Sayangnya, kita tidak bisa membedakan penyakit gangguan saluran pernapasan biasa atau yang diakibatkan oleh virus Covid-19. Gejala yang ditimbulkan kebanyakan mirip yakni batuk, baik berdahak atau tidak, dan sesak napas. Dalam satu menit frekuensi napas normal adalah kurang lebih 16-24 kali per menit. Kalau kemudian frekuensinya lebih cepat, ini berarti paru-paru bekerja ekstra untuk mengambil oksigen lebih banyak demi memenuhi kebutuhan jaringan. Kalau sudah mengalami ini sebenarnya bisa mulai dijadikan tanda waspada. Apalagi jika ditambah dengan adanya gejala lain seperti demam, penurunan indera penciuman dan pengecap, tubuh pegal linu, hingga infeksi mata.
Kondisi pasien yang terdiagnosa positif bisa jadi lebih berat disebabkan oleh tiga faktor. Pertama faktor host atau si pembawa virus. Menurut penelitian, Reseptor ACE2 terdapat lebih banyak di pria ketimbang wanita, pada area Asia, serta pada orang yang merokok. Meski tidak terkecuali faktor-faktor lainnya di mana Reseptor ACE2 berjumlah banyak di saluran pernapasan. Kedua adalah faktor virulensi atau kekuatan virus itu sendiri. Seperti kita tahu adanya mutasi virus dengan kemampuan menyerang berbeda-beda saat masuk ke tubuh. Terakhir adalah faktor komorbid atau penyakit bawaan. Mereka yang punya penyakit hipertensi atau diabetes, ditemukan memiliki kandungan Reseptor ACE2 lebih banyak dari yang tidak. Maka saat terserang virus, gejala dan dampaknya bisa lebih berat salah satunya adalah menyebabkan pneumonia atau peradangan tubuh. Pneumonia diakibatkan oleh infeksi paru yang membuatnya membengkak karena terdapat cairan yang tertimbun di dalamnya. Akibatnya, pasien bisa sulit bernapas dan tidak mengalirkan oksigen ke seluruh tubuh.

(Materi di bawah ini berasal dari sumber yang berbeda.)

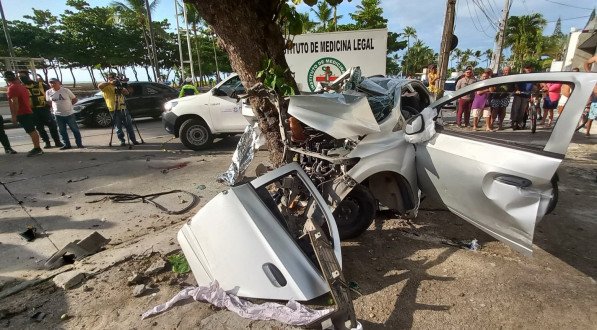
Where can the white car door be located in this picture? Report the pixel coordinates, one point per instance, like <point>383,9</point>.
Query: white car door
<point>226,111</point>
<point>500,186</point>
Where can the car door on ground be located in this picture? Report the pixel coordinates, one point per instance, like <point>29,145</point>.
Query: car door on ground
<point>501,181</point>
<point>227,108</point>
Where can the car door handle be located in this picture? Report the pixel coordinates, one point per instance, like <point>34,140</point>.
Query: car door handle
<point>513,180</point>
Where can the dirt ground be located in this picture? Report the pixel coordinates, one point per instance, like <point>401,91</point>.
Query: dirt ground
<point>408,276</point>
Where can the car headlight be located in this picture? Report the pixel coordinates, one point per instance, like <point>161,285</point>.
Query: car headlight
<point>169,105</point>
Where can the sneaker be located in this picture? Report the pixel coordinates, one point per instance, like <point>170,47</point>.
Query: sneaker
<point>35,152</point>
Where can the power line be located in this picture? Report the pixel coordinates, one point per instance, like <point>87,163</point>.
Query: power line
<point>568,5</point>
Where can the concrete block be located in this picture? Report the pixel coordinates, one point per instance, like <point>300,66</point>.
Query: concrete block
<point>70,279</point>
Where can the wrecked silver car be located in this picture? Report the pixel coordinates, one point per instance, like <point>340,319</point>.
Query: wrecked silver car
<point>357,154</point>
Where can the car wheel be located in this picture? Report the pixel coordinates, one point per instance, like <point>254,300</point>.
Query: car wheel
<point>102,118</point>
<point>195,134</point>
<point>355,213</point>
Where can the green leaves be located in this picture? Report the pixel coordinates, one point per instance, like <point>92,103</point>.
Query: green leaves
<point>179,263</point>
<point>273,76</point>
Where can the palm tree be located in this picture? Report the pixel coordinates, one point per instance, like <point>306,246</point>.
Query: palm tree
<point>408,32</point>
<point>523,35</point>
<point>323,14</point>
<point>136,8</point>
<point>196,21</point>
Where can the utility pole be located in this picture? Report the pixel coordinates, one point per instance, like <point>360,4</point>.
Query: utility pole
<point>11,51</point>
<point>156,69</point>
<point>447,38</point>
<point>499,44</point>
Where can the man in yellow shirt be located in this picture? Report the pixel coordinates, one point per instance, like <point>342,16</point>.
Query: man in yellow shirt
<point>113,92</point>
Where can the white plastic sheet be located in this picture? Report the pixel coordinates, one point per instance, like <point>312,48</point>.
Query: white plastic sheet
<point>292,313</point>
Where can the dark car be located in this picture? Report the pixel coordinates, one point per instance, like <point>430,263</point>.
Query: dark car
<point>146,99</point>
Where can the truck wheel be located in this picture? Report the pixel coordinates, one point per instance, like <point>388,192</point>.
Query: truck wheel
<point>355,213</point>
<point>195,134</point>
<point>102,118</point>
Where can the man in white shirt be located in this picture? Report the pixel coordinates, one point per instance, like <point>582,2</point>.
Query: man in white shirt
<point>62,106</point>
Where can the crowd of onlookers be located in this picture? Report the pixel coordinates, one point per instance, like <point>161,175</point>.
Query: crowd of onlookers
<point>490,103</point>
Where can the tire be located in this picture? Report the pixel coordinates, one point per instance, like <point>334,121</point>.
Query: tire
<point>195,134</point>
<point>355,212</point>
<point>102,118</point>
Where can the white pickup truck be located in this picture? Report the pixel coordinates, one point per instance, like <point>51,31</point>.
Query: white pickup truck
<point>198,119</point>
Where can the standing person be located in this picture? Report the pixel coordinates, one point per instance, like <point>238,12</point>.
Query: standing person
<point>465,102</point>
<point>114,92</point>
<point>550,101</point>
<point>499,100</point>
<point>592,111</point>
<point>479,105</point>
<point>42,114</point>
<point>188,88</point>
<point>432,78</point>
<point>520,102</point>
<point>20,109</point>
<point>4,140</point>
<point>62,106</point>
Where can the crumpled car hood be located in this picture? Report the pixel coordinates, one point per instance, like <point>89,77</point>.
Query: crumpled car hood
<point>339,115</point>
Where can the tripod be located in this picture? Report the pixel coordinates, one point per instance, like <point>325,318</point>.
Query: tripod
<point>129,121</point>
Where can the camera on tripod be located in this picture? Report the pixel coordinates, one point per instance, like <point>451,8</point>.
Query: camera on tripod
<point>120,84</point>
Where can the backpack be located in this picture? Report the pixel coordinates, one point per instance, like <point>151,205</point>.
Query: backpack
<point>36,94</point>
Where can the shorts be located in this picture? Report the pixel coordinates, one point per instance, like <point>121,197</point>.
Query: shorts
<point>593,111</point>
<point>27,122</point>
<point>499,103</point>
<point>477,112</point>
<point>549,104</point>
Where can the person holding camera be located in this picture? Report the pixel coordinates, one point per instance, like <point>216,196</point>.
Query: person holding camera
<point>41,112</point>
<point>114,92</point>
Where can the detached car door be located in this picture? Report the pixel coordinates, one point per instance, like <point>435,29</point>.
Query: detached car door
<point>501,185</point>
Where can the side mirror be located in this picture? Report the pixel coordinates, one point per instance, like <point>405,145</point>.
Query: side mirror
<point>414,125</point>
<point>218,92</point>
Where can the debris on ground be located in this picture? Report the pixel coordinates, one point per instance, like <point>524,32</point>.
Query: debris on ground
<point>77,250</point>
<point>136,278</point>
<point>292,313</point>
<point>69,279</point>
<point>30,234</point>
<point>77,179</point>
<point>156,268</point>
<point>139,290</point>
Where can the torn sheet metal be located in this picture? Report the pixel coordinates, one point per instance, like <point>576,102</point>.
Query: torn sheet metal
<point>251,238</point>
<point>339,115</point>
<point>250,141</point>
<point>292,313</point>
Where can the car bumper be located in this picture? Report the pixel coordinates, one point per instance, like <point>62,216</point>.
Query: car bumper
<point>169,122</point>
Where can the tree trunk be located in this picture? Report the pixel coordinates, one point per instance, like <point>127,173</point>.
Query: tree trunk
<point>73,75</point>
<point>135,72</point>
<point>147,71</point>
<point>252,20</point>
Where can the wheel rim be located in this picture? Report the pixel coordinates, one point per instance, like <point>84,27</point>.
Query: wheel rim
<point>197,135</point>
<point>347,212</point>
<point>103,119</point>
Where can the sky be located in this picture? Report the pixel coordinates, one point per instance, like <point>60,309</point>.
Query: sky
<point>474,30</point>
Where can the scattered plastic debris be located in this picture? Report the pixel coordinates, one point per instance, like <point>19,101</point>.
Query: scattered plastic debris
<point>77,180</point>
<point>292,313</point>
<point>30,234</point>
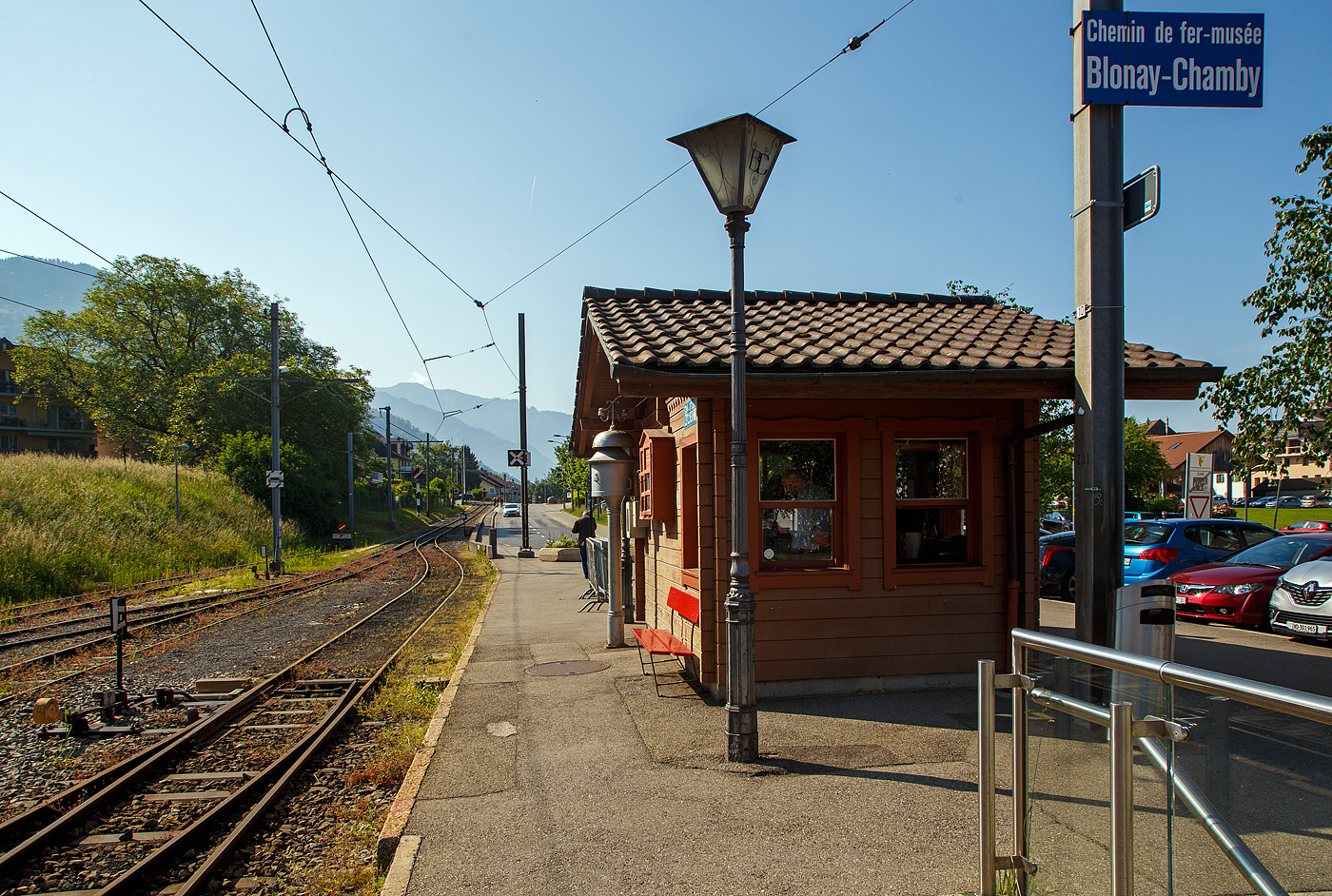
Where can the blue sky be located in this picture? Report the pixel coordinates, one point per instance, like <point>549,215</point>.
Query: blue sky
<point>495,133</point>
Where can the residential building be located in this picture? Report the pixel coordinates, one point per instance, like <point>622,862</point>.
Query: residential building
<point>29,422</point>
<point>1178,446</point>
<point>892,472</point>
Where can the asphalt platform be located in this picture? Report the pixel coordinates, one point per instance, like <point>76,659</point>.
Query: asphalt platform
<point>590,783</point>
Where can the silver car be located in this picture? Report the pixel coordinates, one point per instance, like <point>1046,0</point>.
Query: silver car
<point>1302,600</point>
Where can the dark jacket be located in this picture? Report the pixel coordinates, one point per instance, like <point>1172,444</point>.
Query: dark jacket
<point>585,527</point>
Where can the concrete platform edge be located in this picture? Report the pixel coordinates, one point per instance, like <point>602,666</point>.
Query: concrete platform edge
<point>400,872</point>
<point>400,812</point>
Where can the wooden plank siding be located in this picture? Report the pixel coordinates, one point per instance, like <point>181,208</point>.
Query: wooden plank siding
<point>895,622</point>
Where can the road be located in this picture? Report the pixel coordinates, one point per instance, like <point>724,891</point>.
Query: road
<point>1256,655</point>
<point>545,522</point>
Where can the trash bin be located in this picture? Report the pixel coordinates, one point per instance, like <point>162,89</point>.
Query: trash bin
<point>1145,623</point>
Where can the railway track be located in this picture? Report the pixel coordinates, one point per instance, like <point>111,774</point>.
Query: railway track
<point>176,812</point>
<point>144,619</point>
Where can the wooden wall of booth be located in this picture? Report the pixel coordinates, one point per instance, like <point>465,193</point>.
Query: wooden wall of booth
<point>869,618</point>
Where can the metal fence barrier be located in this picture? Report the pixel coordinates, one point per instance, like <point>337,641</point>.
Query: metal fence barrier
<point>1152,735</point>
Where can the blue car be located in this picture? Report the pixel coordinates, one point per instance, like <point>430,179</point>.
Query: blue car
<point>1159,549</point>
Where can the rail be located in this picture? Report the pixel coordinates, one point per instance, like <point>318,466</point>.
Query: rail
<point>1125,682</point>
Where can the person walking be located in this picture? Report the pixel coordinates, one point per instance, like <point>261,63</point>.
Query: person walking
<point>585,527</point>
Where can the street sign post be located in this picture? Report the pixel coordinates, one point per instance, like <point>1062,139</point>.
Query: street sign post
<point>1198,486</point>
<point>1167,59</point>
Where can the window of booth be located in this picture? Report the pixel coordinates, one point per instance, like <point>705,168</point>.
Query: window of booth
<point>689,510</point>
<point>805,502</point>
<point>938,499</point>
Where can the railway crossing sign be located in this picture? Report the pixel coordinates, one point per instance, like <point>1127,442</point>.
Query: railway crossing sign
<point>119,614</point>
<point>1198,486</point>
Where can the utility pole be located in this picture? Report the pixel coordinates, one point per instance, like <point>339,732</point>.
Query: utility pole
<point>388,456</point>
<point>522,430</point>
<point>1098,352</point>
<point>350,487</point>
<point>275,422</point>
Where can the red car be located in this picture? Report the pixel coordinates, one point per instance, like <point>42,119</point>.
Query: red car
<point>1307,526</point>
<point>1238,589</point>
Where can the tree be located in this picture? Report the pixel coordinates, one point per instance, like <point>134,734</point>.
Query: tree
<point>1288,390</point>
<point>1145,465</point>
<point>570,472</point>
<point>135,355</point>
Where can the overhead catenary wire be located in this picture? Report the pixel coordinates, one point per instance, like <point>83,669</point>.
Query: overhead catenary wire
<point>850,46</point>
<point>317,155</point>
<point>350,217</point>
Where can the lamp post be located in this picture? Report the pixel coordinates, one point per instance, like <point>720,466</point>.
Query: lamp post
<point>735,157</point>
<point>177,477</point>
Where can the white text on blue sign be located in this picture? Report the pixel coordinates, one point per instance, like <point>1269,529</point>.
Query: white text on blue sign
<point>1211,59</point>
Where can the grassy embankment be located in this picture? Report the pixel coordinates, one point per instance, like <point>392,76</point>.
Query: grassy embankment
<point>69,525</point>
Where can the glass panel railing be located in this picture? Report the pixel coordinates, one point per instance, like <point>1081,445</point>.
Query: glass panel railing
<point>1268,776</point>
<point>1068,782</point>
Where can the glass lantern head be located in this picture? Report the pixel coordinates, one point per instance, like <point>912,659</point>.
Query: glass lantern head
<point>735,157</point>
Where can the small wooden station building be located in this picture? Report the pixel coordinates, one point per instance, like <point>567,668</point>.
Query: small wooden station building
<point>892,477</point>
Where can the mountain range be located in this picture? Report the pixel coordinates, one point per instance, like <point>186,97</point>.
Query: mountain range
<point>40,285</point>
<point>489,430</point>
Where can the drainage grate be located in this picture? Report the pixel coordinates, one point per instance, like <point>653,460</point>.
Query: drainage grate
<point>568,667</point>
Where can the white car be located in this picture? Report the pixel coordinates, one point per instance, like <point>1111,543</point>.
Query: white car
<point>1302,600</point>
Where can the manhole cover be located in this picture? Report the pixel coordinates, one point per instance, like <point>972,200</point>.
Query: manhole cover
<point>568,667</point>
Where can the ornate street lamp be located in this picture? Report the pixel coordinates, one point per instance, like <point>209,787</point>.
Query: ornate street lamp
<point>735,156</point>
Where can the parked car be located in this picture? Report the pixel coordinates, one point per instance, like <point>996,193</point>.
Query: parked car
<point>1238,590</point>
<point>1308,526</point>
<point>1302,600</point>
<point>1055,522</point>
<point>1159,549</point>
<point>1056,565</point>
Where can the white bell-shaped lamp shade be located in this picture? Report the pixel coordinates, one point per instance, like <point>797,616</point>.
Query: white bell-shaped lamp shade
<point>735,156</point>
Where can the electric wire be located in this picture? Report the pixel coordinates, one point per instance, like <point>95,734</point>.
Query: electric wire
<point>319,156</point>
<point>49,263</point>
<point>24,303</point>
<point>350,217</point>
<point>850,46</point>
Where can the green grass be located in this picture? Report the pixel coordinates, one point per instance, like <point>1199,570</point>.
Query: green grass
<point>69,525</point>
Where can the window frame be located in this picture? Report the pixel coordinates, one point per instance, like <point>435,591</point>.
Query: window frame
<point>979,503</point>
<point>846,567</point>
<point>688,503</point>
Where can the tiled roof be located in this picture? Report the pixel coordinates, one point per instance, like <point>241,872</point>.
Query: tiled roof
<point>1178,446</point>
<point>819,332</point>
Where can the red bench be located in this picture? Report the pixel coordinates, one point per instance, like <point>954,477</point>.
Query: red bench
<point>661,642</point>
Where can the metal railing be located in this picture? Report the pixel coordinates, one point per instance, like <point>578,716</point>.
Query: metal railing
<point>1154,736</point>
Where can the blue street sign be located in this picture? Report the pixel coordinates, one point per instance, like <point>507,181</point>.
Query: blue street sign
<point>1172,59</point>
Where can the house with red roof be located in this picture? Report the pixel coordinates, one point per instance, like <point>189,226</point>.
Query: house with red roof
<point>892,472</point>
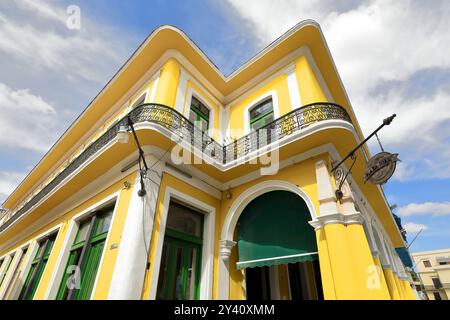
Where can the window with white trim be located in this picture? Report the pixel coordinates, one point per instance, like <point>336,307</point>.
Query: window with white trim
<point>85,256</point>
<point>37,267</point>
<point>199,114</point>
<point>16,274</point>
<point>261,114</point>
<point>6,268</point>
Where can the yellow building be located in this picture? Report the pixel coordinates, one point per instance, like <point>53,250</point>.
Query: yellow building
<point>434,270</point>
<point>240,199</point>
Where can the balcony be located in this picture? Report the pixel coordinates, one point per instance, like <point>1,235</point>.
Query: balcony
<point>176,127</point>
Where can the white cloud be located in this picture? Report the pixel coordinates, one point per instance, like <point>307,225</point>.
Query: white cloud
<point>379,46</point>
<point>45,43</point>
<point>8,182</point>
<point>426,208</point>
<point>412,228</point>
<point>27,121</point>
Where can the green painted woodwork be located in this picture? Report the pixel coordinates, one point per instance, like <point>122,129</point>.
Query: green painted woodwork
<point>89,269</point>
<point>6,269</point>
<point>261,114</point>
<point>273,229</point>
<point>199,114</point>
<point>37,269</point>
<point>179,275</point>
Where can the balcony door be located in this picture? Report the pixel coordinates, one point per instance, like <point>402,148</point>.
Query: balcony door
<point>179,275</point>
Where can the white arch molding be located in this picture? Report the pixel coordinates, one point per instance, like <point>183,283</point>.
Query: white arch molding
<point>226,243</point>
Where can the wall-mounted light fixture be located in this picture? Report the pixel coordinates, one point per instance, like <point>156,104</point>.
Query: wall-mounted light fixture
<point>123,137</point>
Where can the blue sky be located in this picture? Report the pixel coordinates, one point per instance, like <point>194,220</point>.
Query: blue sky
<point>388,62</point>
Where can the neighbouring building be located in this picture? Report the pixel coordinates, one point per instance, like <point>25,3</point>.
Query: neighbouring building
<point>240,198</point>
<point>434,270</point>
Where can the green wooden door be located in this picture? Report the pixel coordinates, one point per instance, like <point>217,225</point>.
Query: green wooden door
<point>179,270</point>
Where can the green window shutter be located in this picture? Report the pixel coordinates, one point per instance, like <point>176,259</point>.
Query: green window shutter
<point>273,229</point>
<point>199,114</point>
<point>37,268</point>
<point>261,114</point>
<point>6,269</point>
<point>95,237</point>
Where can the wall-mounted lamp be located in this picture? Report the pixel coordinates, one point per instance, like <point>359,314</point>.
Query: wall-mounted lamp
<point>123,134</point>
<point>122,137</point>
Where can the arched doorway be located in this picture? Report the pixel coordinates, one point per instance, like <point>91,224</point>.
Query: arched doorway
<point>277,248</point>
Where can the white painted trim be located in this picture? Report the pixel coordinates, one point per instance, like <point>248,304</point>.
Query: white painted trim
<point>95,187</point>
<point>253,192</point>
<point>11,270</point>
<point>294,92</point>
<point>206,275</point>
<point>60,266</point>
<point>276,108</point>
<point>33,248</point>
<point>144,95</point>
<point>224,123</point>
<point>181,91</point>
<point>154,87</point>
<point>196,182</point>
<point>201,98</point>
<point>318,74</point>
<point>275,258</point>
<point>105,248</point>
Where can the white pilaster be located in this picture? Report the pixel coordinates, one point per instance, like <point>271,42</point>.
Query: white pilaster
<point>181,91</point>
<point>131,264</point>
<point>225,247</point>
<point>294,93</point>
<point>325,193</point>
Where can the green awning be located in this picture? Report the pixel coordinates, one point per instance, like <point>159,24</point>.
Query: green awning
<point>273,229</point>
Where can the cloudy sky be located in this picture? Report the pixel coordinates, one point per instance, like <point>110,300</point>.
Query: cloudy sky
<point>393,57</point>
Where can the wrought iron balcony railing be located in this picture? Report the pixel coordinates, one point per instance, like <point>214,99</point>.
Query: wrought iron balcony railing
<point>181,129</point>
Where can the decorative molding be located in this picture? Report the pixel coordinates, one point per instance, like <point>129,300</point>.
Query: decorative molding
<point>337,218</point>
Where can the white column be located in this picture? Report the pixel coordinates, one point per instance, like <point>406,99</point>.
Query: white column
<point>294,93</point>
<point>131,264</point>
<point>326,195</point>
<point>225,247</point>
<point>181,91</point>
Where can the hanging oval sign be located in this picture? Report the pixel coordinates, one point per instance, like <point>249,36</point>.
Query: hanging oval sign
<point>381,167</point>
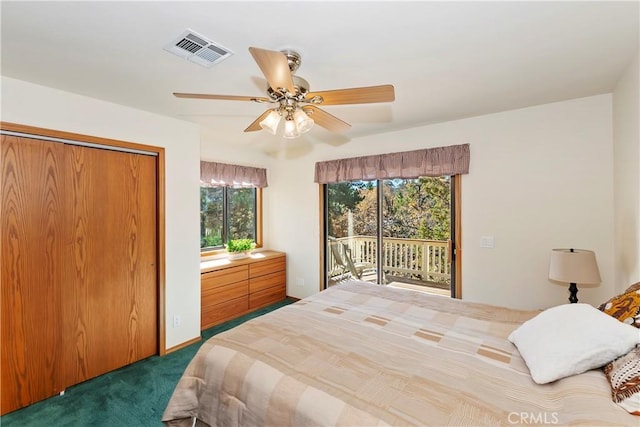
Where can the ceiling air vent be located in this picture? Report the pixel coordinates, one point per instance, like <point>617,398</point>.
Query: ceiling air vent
<point>198,49</point>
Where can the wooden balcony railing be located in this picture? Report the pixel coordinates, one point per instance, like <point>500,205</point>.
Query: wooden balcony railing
<point>419,259</point>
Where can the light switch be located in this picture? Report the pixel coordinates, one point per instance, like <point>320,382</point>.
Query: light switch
<point>487,242</point>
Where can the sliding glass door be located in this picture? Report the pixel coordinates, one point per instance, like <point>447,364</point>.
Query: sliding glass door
<point>393,232</point>
<point>351,231</point>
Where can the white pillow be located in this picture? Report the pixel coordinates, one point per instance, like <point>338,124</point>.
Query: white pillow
<point>570,339</point>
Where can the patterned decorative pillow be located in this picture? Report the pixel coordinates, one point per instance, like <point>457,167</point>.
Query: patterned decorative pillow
<point>626,306</point>
<point>624,373</point>
<point>624,376</point>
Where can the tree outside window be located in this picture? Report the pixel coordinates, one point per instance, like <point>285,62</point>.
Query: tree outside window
<point>226,213</point>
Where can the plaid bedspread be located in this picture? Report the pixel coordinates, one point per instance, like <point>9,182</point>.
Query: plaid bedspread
<point>368,355</point>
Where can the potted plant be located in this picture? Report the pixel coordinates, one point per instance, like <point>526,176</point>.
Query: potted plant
<point>240,248</point>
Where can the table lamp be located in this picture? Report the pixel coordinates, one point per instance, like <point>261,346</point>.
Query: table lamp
<point>574,266</point>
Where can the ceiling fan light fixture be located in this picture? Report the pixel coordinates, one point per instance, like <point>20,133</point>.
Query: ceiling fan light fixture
<point>270,123</point>
<point>290,129</point>
<point>303,121</point>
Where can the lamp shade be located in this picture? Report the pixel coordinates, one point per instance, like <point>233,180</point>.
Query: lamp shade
<point>290,129</point>
<point>304,122</point>
<point>574,266</point>
<point>270,123</point>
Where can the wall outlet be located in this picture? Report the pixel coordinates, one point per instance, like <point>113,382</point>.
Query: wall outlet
<point>487,242</point>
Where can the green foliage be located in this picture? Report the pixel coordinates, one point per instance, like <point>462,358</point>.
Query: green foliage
<point>240,212</point>
<point>343,197</point>
<point>412,208</point>
<point>240,245</point>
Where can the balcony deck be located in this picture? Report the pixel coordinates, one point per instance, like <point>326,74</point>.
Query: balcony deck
<point>417,264</point>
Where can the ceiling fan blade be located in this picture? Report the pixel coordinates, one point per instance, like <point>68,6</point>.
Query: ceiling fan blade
<point>356,95</point>
<point>275,67</point>
<point>326,120</point>
<point>255,125</point>
<point>224,97</point>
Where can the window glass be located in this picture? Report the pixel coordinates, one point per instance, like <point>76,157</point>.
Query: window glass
<point>241,213</point>
<point>225,214</point>
<point>211,217</point>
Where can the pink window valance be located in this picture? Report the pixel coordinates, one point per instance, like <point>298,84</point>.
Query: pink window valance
<point>439,161</point>
<point>226,175</point>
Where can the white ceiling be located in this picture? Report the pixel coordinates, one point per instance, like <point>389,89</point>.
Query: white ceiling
<point>447,60</point>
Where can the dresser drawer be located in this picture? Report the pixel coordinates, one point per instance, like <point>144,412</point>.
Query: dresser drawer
<point>220,312</point>
<point>224,293</point>
<point>268,281</point>
<point>218,278</point>
<point>266,297</point>
<point>267,266</point>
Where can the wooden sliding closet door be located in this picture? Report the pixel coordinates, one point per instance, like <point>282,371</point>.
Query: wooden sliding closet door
<point>110,303</point>
<point>31,242</point>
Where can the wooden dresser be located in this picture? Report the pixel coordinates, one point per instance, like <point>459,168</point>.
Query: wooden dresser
<point>231,288</point>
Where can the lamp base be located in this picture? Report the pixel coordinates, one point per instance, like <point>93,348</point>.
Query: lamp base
<point>573,293</point>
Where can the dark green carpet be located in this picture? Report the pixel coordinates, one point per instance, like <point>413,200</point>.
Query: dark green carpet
<point>135,395</point>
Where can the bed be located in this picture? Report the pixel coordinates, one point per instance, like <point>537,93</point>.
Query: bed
<point>359,354</point>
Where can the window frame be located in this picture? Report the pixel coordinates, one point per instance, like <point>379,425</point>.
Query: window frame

Menjaga jarak memang tidak bisa dibilang mudah. Apalagi ada segelintir orang yang harus tetap bekerja di luar untuk bertahan hidup. Sekalipun kita sendiri sudah berupaya sehat dan mematuhi serta menjalankan 3M, terkadang masih ada kemungkinan bisa terserang juga. Akan tetapi, dari semua itu pasti ada yang selalu bisa kita pelajari agar tetap optimis menjalani hari-hari ke depan. Saya percaya, dengan bekal ilmu yang bisa didapatkan dari berbagai sumber terpercaya dan praktik yang sudah pernah diteliti juga dilaksanakan, kita bisa lebih waspada dalam pencegahannya. Kita harus menyadari bahwa setiap langkah pencegahan yang dilakukan tidak hanya menyelamatkan diri sendiri tapi juga orang lain.
Kita harus menyadari bahwa setiap langkah pencegahan yang dilakukan tidak hanya menyelamatkan diri sendiri tapi juga orang lain.